Davos

Donald Trump déjà incontournable au WEF

Le président américain tiendra un discours le vendredi 26 janvier à Davos. Cette 48e édition du Forum économique mondial ambitionne de résoudre la crise sociale actuelle

Donald Trump, Donald Trump, Donald Trump. Si les organisateurs du Forum économique mondial (WEF) ont manifestement tenté de ne pas trop s’attarder sur la venue du président américain à Davos, les journalistes, eux, ont tenu à recentrer le débat. Mardi à Genève, lors de la conférence de presse présentant cette 48e édition qui se tiendra la semaine prochaine, il n’y a eu sans surprise presque que des questions sur l’imprévisible chef d’Etat.

Lire aussi: Le sommet américano-suisse de Davos (15.01.2017)

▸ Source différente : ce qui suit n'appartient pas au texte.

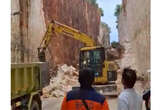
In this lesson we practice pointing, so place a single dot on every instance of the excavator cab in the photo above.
(92, 58)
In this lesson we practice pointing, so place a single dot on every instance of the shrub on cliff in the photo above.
(117, 13)
(94, 2)
(118, 47)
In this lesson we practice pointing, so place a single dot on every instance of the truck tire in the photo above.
(35, 105)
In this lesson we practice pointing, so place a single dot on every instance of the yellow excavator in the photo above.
(91, 56)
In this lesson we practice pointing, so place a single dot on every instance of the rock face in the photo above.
(74, 13)
(104, 38)
(27, 29)
(134, 34)
(29, 21)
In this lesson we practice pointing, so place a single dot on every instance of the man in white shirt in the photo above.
(129, 99)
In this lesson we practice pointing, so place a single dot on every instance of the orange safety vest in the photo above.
(94, 100)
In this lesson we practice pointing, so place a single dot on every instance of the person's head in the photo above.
(86, 77)
(129, 78)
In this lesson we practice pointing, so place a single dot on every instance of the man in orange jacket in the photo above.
(84, 98)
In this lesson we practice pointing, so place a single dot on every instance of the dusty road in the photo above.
(55, 103)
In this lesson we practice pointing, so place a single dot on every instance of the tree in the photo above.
(117, 12)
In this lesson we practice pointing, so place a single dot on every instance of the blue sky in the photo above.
(109, 8)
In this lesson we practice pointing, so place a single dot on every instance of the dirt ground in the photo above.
(53, 103)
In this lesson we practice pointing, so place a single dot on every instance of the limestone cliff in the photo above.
(134, 34)
(30, 19)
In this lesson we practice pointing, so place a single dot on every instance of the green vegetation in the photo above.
(101, 11)
(106, 26)
(94, 2)
(118, 46)
(117, 12)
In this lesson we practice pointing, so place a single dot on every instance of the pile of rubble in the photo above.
(67, 76)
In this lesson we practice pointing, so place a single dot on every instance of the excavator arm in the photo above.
(56, 27)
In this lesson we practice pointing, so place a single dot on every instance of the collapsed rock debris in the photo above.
(67, 76)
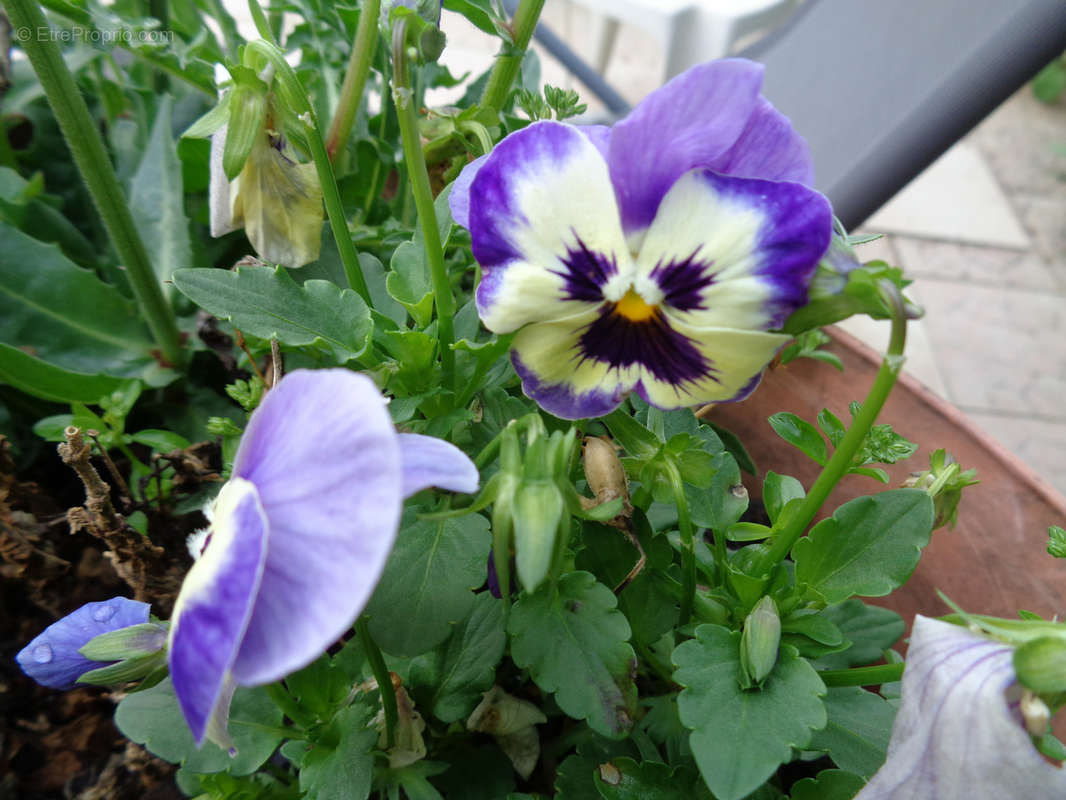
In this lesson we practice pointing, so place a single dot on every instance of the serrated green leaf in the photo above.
(268, 303)
(802, 434)
(829, 784)
(152, 718)
(427, 581)
(871, 630)
(868, 547)
(856, 736)
(340, 765)
(49, 382)
(65, 316)
(575, 642)
(739, 737)
(157, 200)
(469, 660)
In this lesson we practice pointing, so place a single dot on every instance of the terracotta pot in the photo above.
(995, 560)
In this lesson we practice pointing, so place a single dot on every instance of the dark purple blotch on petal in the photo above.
(586, 272)
(651, 344)
(682, 280)
(561, 400)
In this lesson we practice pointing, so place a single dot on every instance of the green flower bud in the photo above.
(759, 642)
(1040, 665)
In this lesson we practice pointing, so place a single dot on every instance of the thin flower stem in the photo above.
(688, 546)
(355, 77)
(832, 473)
(95, 166)
(885, 673)
(293, 95)
(510, 60)
(419, 178)
(384, 678)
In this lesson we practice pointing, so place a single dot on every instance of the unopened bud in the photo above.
(759, 642)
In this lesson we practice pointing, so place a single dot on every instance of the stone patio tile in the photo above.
(957, 197)
(1024, 143)
(999, 350)
(974, 265)
(1038, 443)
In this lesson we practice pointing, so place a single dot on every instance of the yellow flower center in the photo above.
(634, 308)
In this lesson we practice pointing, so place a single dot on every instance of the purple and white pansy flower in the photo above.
(959, 733)
(653, 256)
(299, 538)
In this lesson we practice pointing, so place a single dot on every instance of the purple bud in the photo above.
(52, 658)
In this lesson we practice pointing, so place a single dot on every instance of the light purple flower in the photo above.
(299, 538)
(52, 658)
(655, 256)
(958, 736)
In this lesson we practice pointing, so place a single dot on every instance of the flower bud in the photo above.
(53, 658)
(1040, 665)
(759, 642)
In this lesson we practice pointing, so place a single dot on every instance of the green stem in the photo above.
(510, 60)
(95, 166)
(384, 680)
(688, 546)
(403, 97)
(832, 473)
(885, 673)
(355, 78)
(294, 96)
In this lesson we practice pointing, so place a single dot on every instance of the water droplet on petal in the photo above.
(103, 613)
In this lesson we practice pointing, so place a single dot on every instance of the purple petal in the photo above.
(544, 225)
(458, 201)
(322, 451)
(692, 121)
(955, 736)
(52, 658)
(214, 607)
(427, 461)
(769, 148)
(738, 253)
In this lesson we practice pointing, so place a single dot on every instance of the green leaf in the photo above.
(157, 200)
(340, 765)
(830, 784)
(48, 382)
(740, 737)
(468, 662)
(625, 779)
(427, 582)
(802, 434)
(66, 316)
(871, 630)
(268, 303)
(574, 641)
(868, 547)
(152, 718)
(856, 736)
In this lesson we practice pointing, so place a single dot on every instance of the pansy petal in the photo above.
(693, 121)
(214, 607)
(427, 461)
(458, 200)
(955, 736)
(545, 227)
(322, 451)
(561, 377)
(727, 252)
(768, 148)
(731, 363)
(52, 658)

Donald Trump viendra dans la station grisonne accompagné d’une impressionnante délégation (27 personnes dont son gendre Jared Kushner et le chef de la diplomatie Rex Tillerson). Son discours devrait avoir lieu le vendredi 26 janvier à 14h et clôturer la partie officielle de l’événement. Le premier ministre indien, Narendra Modi, sera chargé, lui, d’ouvrir le forum mardi en fin de matinée.

Compatible avec le WEF?

Chantre du protectionnisme, parfois très critique envers le WEF, attendu notamment face aux plus puissants hommes d’affaires de la planète pour faire l’apologie de son slogan «America First», Donald Trump est-il simplement compatible avec les valeurs défendues à Davos comme la mondialisation ou la lutte contre le réchauffement climatique?

«Tout le monde est curieux de savoir ce que Donald Trump dira, a répondu le nouveau président du WEF, Borge Brende. Mais, dans tous les cas, il est impensable d’imaginer régler nos problèmes de manière efficace sans asseoir tout le monde autour de la table.»

Lire aussi: Quand Donald Trump vient s’imprégner de l’esprit de Davos

Et «bien sûr, Donald Trump est très important, a-t-il encore concédé. Mais, s’il vous plaît, n’oubliez pas que nous avons au total 70 chef d’Etats qui participent à l’événement.» Parmi eux, cinq des sept conseillers fédéraux et la quasi-totalité des représentants des pays européens (la liste des invités ici).

«Coincés dans une crise sociale»

Comme chaque année, le rendez-vous de l’élite mondiale s’est choisi une thématique. Il s’agit cette fois de «créer un futur partagé dans un monde fracturé». «Dans ce monde en rapide évolution où les manières traditionnelles de gérer les changements ne suffisent plus, nous devons opter pour une approche collaborative, intégrée et constructive», a martelé le fondateur du WEF, Klaus Schwab.

Il y a dix ans, aux prémices de la crise de 2008, ce dernier pressentait un bouleversement en trois étapes: une crise financière suivie d’une crise économique puis d’une crise sociale. «Nous avons géré la crise financière et retrouvons de solides taux de croissance. Mais nous sommes coincés dans la crise sociale et vivons dans un monde plus que jamais fracturé», assurait-il mardi.

Après le quantitative easing (politique monétaire mise en place par différentes banques centrales pour relancer l’économie), Klaus Schwab militera la semaine prochaine pour un qualitative easing, qui permettrait d’«améliorer fondamentalement le système pour ceux qui ont été laissés derrière et assurer la qualité et résilience du système».